Artificial Intelligence In Wheelchair: From Technology for Autonomy to Technology for Interdependence and Care (휠체어 탄 인공지능: 자율적 기술에서 상호의존과 돌봄의 기술로)

  • HA, Dae-Cheong
    • Journal of Science and Technology Studies
    • /
    • v.19 no.2
    • /
    • pp.169-206
    • /
    • 2019
  • This article seeks to explore new relationships and ethics of human and technology by analyzing a cultural imaginary produced by artificial intelligence. Drawing on theoretical reflections of the Feminist Scientific and Technological Studies which understand science and technology as the matter of care(Puig de la Bellacas, 2011), this paper focuses on the fact that artificial intelligence and robots materialize cultural imaginary such as autonomy. This autonomy, defined as the capacity to adapt to a new environment through self-learning, is accepted as a way to conceptualize an authentic human or an ideal subject.
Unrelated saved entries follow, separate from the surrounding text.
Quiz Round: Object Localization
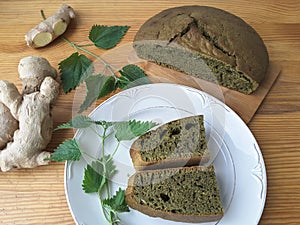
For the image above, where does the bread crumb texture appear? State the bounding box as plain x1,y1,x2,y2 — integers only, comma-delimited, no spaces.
133,167,223,214
134,115,207,162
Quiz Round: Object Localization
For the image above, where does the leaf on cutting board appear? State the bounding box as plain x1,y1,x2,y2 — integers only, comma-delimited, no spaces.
59,52,94,93
89,25,130,50
117,64,151,89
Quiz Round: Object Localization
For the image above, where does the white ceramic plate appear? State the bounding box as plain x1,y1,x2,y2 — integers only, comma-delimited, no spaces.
64,83,267,225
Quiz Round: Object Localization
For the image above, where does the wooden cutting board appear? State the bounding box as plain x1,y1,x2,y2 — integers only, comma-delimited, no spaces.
101,43,281,124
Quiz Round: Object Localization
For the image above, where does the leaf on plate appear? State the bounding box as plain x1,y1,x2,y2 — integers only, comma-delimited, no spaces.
54,115,116,132
55,115,94,130
93,120,113,129
117,64,151,89
82,162,105,193
82,157,117,193
101,155,117,179
59,52,94,93
89,25,130,50
50,139,82,162
113,120,158,141
102,188,130,213
79,74,116,113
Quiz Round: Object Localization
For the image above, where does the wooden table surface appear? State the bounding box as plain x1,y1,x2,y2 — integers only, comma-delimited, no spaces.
0,0,299,224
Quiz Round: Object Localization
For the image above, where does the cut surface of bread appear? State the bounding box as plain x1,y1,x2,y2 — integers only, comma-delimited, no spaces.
134,5,269,94
130,115,209,170
126,166,224,223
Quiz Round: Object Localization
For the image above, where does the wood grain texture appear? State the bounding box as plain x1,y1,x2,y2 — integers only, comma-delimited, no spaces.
0,0,299,224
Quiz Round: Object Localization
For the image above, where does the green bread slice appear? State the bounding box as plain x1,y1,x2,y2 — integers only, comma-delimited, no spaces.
126,166,224,223
130,115,209,170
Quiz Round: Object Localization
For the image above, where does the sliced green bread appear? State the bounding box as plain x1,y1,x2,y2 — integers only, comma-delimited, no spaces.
130,115,209,170
126,166,224,223
127,115,224,223
133,6,269,94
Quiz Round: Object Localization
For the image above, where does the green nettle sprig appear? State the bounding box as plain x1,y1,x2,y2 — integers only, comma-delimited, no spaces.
59,25,151,112
50,23,154,224
50,115,158,224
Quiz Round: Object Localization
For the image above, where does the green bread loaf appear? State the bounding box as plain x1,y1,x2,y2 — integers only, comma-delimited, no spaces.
134,5,269,94
126,166,224,223
130,115,209,170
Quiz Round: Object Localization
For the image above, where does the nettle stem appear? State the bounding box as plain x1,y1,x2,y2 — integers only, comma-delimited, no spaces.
63,38,117,78
98,180,112,224
63,38,78,52
108,141,121,162
77,43,94,47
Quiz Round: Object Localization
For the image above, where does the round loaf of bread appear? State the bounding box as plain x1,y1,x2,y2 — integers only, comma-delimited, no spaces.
133,5,269,94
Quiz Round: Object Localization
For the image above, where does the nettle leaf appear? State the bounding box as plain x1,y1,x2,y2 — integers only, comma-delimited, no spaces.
51,139,82,162
79,74,116,113
89,25,130,50
102,188,130,213
59,52,94,93
93,120,113,129
92,156,117,179
82,157,116,193
101,155,117,179
117,64,151,89
55,115,93,130
114,120,158,141
82,162,105,193
55,116,115,131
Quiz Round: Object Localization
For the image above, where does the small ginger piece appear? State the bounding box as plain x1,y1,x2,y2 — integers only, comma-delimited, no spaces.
25,4,75,48
0,56,59,172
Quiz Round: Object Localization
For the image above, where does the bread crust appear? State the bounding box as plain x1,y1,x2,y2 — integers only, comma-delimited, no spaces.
125,166,223,223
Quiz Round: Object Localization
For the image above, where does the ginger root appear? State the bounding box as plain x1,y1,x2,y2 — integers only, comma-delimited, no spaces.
18,56,57,94
0,56,59,172
25,4,75,48
0,103,18,149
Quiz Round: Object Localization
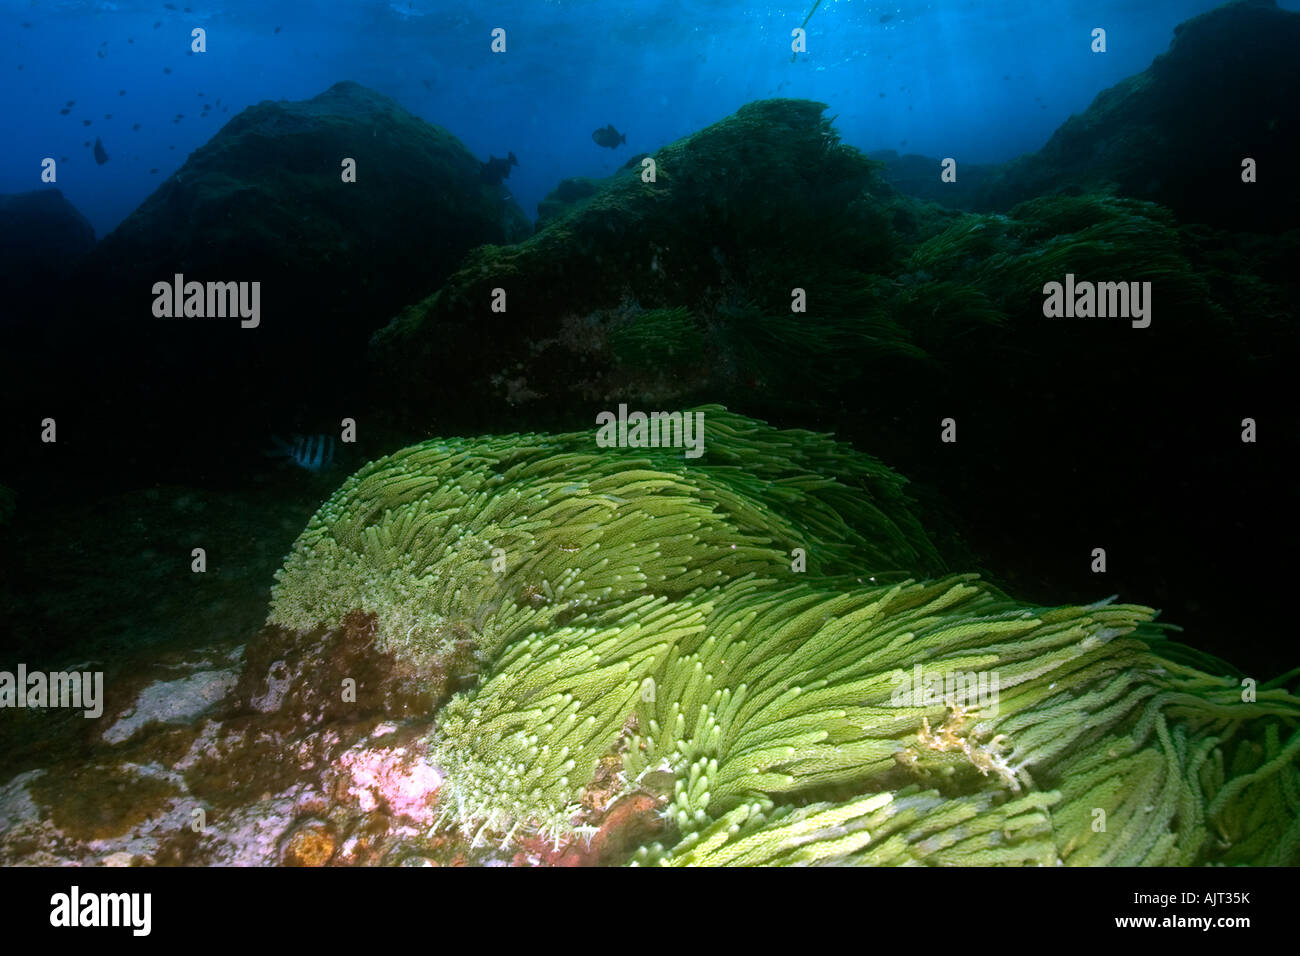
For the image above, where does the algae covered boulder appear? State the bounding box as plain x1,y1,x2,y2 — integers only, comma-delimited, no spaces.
370,99,921,430
83,80,527,331
268,408,1300,865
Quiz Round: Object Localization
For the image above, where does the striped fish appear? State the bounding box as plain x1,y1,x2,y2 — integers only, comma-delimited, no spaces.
267,434,336,472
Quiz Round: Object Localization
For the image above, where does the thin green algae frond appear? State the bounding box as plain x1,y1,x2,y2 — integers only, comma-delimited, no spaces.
268,407,1300,865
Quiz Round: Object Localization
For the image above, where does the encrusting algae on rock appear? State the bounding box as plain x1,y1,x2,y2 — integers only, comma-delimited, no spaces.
267,407,1300,865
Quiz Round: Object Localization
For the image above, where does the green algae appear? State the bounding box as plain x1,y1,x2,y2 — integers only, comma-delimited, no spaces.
269,408,1300,865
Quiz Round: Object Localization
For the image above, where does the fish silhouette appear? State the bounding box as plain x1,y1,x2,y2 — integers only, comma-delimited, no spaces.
480,151,518,185
93,137,108,165
592,124,626,149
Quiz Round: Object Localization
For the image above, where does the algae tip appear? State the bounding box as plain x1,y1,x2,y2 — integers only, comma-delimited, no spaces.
792,0,824,62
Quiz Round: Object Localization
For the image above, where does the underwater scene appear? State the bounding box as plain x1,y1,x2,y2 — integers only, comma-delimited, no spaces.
0,0,1298,877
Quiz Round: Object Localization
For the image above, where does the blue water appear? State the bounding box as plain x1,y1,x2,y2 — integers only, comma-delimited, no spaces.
4,0,1297,239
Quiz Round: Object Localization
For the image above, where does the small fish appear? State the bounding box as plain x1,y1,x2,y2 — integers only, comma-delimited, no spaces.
163,66,172,74
480,151,518,185
153,21,161,29
82,119,92,126
164,2,176,9
66,100,75,107
274,26,282,33
150,168,158,173
97,49,104,58
132,123,141,130
266,435,337,472
60,108,70,115
104,113,112,119
119,89,126,95
93,137,108,165
198,91,204,97
592,124,626,149
59,156,68,163
879,13,894,23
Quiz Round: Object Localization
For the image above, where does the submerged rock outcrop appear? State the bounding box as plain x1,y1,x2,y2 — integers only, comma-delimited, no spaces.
9,81,530,488
974,0,1300,230
369,98,931,431
84,80,528,326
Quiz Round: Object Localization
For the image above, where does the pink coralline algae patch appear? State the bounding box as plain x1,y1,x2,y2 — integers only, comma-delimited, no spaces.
338,742,442,825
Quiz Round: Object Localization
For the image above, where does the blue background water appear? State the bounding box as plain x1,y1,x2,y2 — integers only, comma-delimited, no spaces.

However, this article argues that artificial intelligence is mediated by and dependent on invisible human labor and complex material devices, suggesting that such autonomy is close to fiction. The recent growth of the so-called 'assistant technology' shows that it is differentially visualizing the care work of both machines and humans. Technology and its cultural imaginary hide the care work of human workers and actively visualize the one of the machine. And they make autonomy and agency ideal humanness, leaving disabled bodies and dependency as unworthy. Artificial intelligence and its cultural imaginary negate the value of disabled bodies while idealizing abled-bodies, and result in eliminating the real relationship between man and technology as mutually dependent beings. In conclusion, the author argues that the technology we need is not the one to exclude the non-typical bodies and care work of others, but the one to include them as they are. This technology responsibly empathizes marginalized beings and encourages solidarity between fragile beings. Inspired by an art performance of artist Sue Austin, the author finally comes up with and suggests 'artificial intelligence in wheelchair' as an alternative figuration for the currently dominant 'autonomous artificial intelligence'.